Her observations during the research on pregnant textile workers in Mumbai led to the discovery of a nutritional factor in yeast which both prevents and cures this disorder.
The extract, later identified as folic acid, improved the health of the monkeys during the research which was named the Wills Factor.
Macrocytic anaemia is characterised by enlarged red blood cells and is a life-threatening condition.
Wills’ discovery changed the preventive prenatal care for women globally.
Folic acid is a form of folate — a B-vitamin found naturally in dark green vegetables and citrus fruits.
Born near Birmingham, England, in 1888, “Wills attended three schools that benefited from a more progressive approach to education, the first being Cheltenham College for Young Ladies, a British boarding school training female students in science and mathematics”, reports CNET.
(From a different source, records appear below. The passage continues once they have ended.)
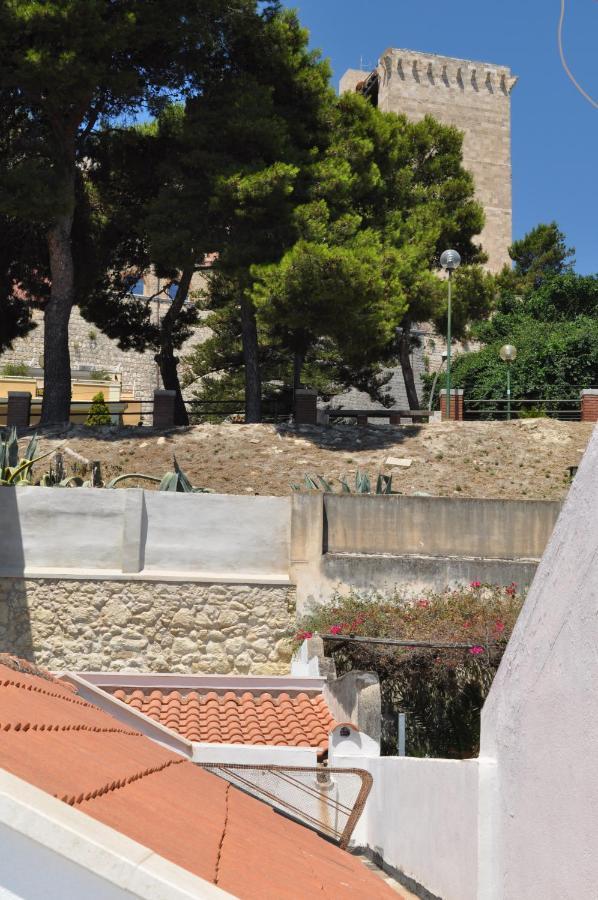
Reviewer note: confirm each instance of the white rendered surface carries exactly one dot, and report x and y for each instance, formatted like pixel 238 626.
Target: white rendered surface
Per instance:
pixel 421 817
pixel 539 722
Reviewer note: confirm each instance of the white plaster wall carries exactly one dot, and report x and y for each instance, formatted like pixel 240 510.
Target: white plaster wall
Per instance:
pixel 211 532
pixel 540 720
pixel 86 530
pixel 421 818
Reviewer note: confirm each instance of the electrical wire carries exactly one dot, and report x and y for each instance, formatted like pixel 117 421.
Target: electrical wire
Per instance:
pixel 570 74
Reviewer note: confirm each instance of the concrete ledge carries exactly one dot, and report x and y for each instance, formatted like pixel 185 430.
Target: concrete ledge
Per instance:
pixel 62 574
pixel 416 573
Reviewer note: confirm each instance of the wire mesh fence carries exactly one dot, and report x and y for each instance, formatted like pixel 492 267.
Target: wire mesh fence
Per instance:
pixel 564 409
pixel 328 800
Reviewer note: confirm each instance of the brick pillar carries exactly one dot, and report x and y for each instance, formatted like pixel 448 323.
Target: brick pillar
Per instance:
pixel 306 407
pixel 164 409
pixel 456 404
pixel 589 406
pixel 19 408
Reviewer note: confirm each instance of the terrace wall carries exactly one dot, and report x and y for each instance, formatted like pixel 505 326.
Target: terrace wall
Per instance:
pixel 210 583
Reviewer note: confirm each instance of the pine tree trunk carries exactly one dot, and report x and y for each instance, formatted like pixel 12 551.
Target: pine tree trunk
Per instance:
pixel 253 377
pixel 298 360
pixel 407 368
pixel 56 405
pixel 166 359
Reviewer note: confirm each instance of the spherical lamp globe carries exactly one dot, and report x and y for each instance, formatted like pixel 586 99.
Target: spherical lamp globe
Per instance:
pixel 450 260
pixel 508 353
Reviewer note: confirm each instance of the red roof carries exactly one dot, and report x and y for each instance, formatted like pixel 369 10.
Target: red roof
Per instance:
pixel 277 719
pixel 54 740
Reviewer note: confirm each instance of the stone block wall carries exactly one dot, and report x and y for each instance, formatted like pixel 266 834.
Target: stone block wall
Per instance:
pixel 476 98
pixel 89 347
pixel 188 627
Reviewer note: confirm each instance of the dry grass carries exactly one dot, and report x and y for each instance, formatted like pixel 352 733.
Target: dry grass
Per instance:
pixel 526 458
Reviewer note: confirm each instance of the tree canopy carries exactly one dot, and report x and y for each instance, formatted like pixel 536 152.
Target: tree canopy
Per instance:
pixel 65 67
pixel 554 327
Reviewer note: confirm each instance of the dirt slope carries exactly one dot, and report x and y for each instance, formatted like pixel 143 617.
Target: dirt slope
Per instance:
pixel 479 459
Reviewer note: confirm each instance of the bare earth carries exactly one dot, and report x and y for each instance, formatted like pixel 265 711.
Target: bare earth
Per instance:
pixel 526 458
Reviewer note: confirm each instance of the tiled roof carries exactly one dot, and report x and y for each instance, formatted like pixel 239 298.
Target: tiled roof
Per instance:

In 1915, she enrolled at the London School of Medicine for Women and became a legally qualified medical practitioner in 1920, earning bachelor degrees in medicine and science.
The US Centers for Disease Control and Prevention now recommends that all women of child-bearing age take 400 micrograms of folic acid daily.
For many years it was the Wills Factor until folic acid was named in 1941 when it was isolated from spinach.
Honoured by Google with a Doodle on her 131st birth anniversary, Wills died in April 1964.